2016/8 | Fachbeitrag | IT-Sicherheit

Neue EU-Richtlinie für Cybersicherheit: Worauf müssen sich Unternehmen einstellen?

von Kathrin Schürmann

Inhaltsübersicht:

Nach der NIS-Richtlinie sollen nicht nur die öffentliche Verwaltung, sondern auch bestimmte Unternehmen, sogenannte „Marktteilnehmer“, in die Pflicht genommen werden. Wer Marktteilnehmer ist, ergibt sich ebenfalls aus der NIS-Richtlinie: Zum einen sind dies die Betreiber von bestimmten „Diensten der Informationsgesellschaft“, nämlich: Betreiber von elektronischen Marktplätzen (etwa Online-Shops, App-Stores und andere elektronische Handelsplattformen), Suchmaschinen und Anbieter von Cloud-Diensten. Zum anderen gilt die Richtlinie auch für Betreiber von „kritischen Infrastrukturen“. Dazu zählen unter anderem Unternehmen der Energie-, Verkehrs-, Finanz- und Gesundheitswirtschaft. Keine „Marktteilnehmer“ im Sinne der NIS-Richtlinie – und somit nicht von den darin vorgesehenen Verpflichtungen betroffen – sollen hingegen soziale Netzwerke sein. Zudem soll es Ausnahmen für kleine Unternehmen – das sind Firmen mit weniger als 50 Mitarbeitern, deren Jahresumsatz sich auf nicht mehr als 10 Millionen Euro beläuft – geben.

Was ändert sich?

Die NIS-Richtlinie verpflichtet die Marktteilnehmer, branchenabhängige, technische und organisatorische Maßnahmen zur Abwehr von Cybergefahren zu ergreifen. Zudem sollen sie bestimmte Sicherheitsvorfälle den Behörden melden und die betroffenen Personen darüber unterrichten. Verstöße werden sanktioniert. Die EU-Staaten sollen verpflichtet werden, eine für die nationale Cybersicherheit zuständige Behörde zu benennen und eine Cyber-Strategie aufzustellen. Ziel ist es, die Zusammenarbeit zwischen den EU-Staaten zu verbessern. Außerdem muss jeder EU-Staat ein nationales „Soforteinsatzteam für IT-Sicherheitsvorfälle“ (Computer Security Incident Response Teams, kurz CSIRT) einrichten, welches mit den CSIRTs der jeweils anderen EU-Staaten ständig vernetzt ist.

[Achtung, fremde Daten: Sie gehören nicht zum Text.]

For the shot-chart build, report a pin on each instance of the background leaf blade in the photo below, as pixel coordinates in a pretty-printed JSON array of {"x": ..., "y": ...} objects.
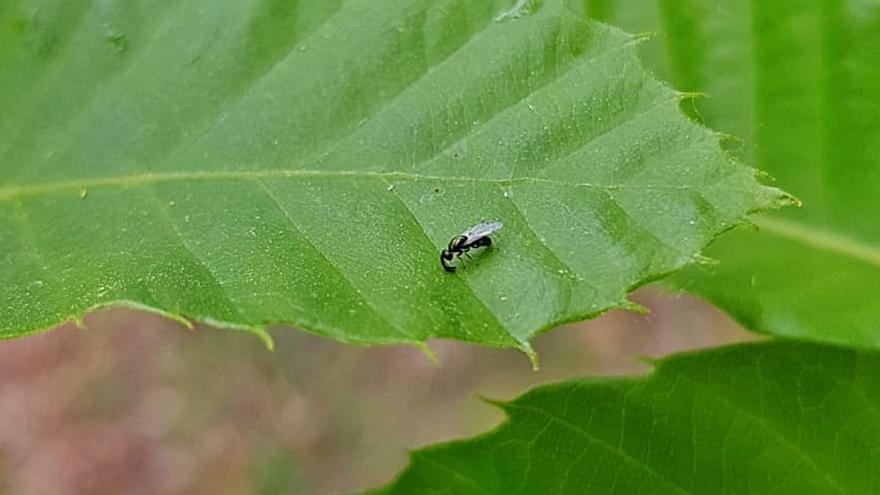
[{"x": 777, "y": 417}]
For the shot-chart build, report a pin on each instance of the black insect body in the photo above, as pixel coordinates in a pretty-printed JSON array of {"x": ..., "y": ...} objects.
[{"x": 474, "y": 237}]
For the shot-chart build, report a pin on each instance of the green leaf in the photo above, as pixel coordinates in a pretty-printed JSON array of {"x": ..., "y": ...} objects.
[
  {"x": 252, "y": 162},
  {"x": 800, "y": 82},
  {"x": 777, "y": 417}
]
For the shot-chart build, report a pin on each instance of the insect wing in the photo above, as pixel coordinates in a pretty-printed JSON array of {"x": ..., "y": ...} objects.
[{"x": 481, "y": 230}]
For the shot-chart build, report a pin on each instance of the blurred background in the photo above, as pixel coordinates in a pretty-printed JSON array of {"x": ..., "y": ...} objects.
[{"x": 136, "y": 404}]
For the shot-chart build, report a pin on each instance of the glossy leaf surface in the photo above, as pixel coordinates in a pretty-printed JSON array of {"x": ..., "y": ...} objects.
[
  {"x": 252, "y": 162},
  {"x": 773, "y": 417}
]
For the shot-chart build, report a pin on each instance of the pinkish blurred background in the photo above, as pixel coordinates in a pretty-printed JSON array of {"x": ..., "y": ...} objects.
[{"x": 139, "y": 405}]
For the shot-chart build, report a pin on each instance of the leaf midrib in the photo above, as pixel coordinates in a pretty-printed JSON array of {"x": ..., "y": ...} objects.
[{"x": 14, "y": 192}]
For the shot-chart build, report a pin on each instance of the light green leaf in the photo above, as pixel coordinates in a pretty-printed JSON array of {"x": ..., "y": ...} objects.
[
  {"x": 800, "y": 82},
  {"x": 252, "y": 162},
  {"x": 776, "y": 417}
]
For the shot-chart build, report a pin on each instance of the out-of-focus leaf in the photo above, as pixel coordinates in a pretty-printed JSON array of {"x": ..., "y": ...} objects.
[
  {"x": 774, "y": 417},
  {"x": 800, "y": 83},
  {"x": 253, "y": 162}
]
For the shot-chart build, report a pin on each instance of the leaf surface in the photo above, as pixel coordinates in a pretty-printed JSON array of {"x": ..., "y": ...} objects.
[
  {"x": 800, "y": 83},
  {"x": 252, "y": 162},
  {"x": 776, "y": 417}
]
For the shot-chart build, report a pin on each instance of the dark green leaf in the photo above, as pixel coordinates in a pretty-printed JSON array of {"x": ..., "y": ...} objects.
[
  {"x": 775, "y": 417},
  {"x": 800, "y": 83}
]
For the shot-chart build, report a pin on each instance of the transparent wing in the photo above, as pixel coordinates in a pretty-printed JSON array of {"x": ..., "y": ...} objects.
[{"x": 482, "y": 229}]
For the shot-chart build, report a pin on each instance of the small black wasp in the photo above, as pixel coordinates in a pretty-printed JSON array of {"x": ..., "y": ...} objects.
[{"x": 474, "y": 237}]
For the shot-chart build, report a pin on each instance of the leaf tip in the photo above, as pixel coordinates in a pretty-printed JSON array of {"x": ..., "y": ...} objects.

Verhältnis zum IT-Sicherheitsgesetz

Es drängt sich die Frage auf, in welchem Verhältnis die NIS-Richtlinie zum deutschen IT-Sicherheitsgesetz steht. Das IT-Sicherheitsgesetz ist bereits im Juli 2015 in Kraft getreten und erlegt Betreibern so genannter kritischer Infrastrukturen ebenfalls technische und organisatorische Maßnahmen sowie Meldepflichten auf, wobei auch hier Verstöße sanktioniert werden können. Im Vergleich zeigt sich jedoch, dass die NIS-Richtlinie deutlich über das IT-Sicherheitsgesetz hinausgeht. Dies gilt insbesondere hinsichtlich des weiten Anwendungsbereichs der NIS-Richtlinie. Die NIS-Richtlinie sieht vor, dass auch solche Unternehmen in die Pflicht genommen werden, die – zumindest auf den ersten Blick – vergleichsweise „unkritische“ digitale Dienste anbieten, etwa Suchmaschinen und Online-Shops.

Zeitplan und Handlungsempfehlung

Die NIS-Richtlinie soll im August 2016 in Kraft treten. Danach haben die EU-Mitgliedsstaaten 21 Monate Zeit, um die entsprechenden Umsetzungsgesetze zu schaffen.
Auch wenn das IT-Sicherheitsgesetz bereits einige der von der NIS-Richtlinie vorgesehenen Maßnahmen vorwegnimmt, sollten alle Unternehmen – unabhängig davon, ob sie vom geltenden IT-Sicherheitsgesetz betroffen sind oder nicht – prüfen, ob sie dem Anwendungsbereich der NIS-Richtlinie unterfallen und die sich daraus möglicherweise ergebende Notwendigkeit zur Umsetzung von Sicherheitsmaßnahmen frühzeitig identifizieren. Da der Wortlaut des vorliegenden Entwurfes der NIS-Richtlinie in vielen wichtigen Punkten unspezifisch ist, kann zurzeit aber nicht immer zuverlässig eingeschätzt werden, ob ein Unternehmen betroffen sein wird und, falls ja, welche konkreten Schutzmaßnahmen ihm auferlegt werden.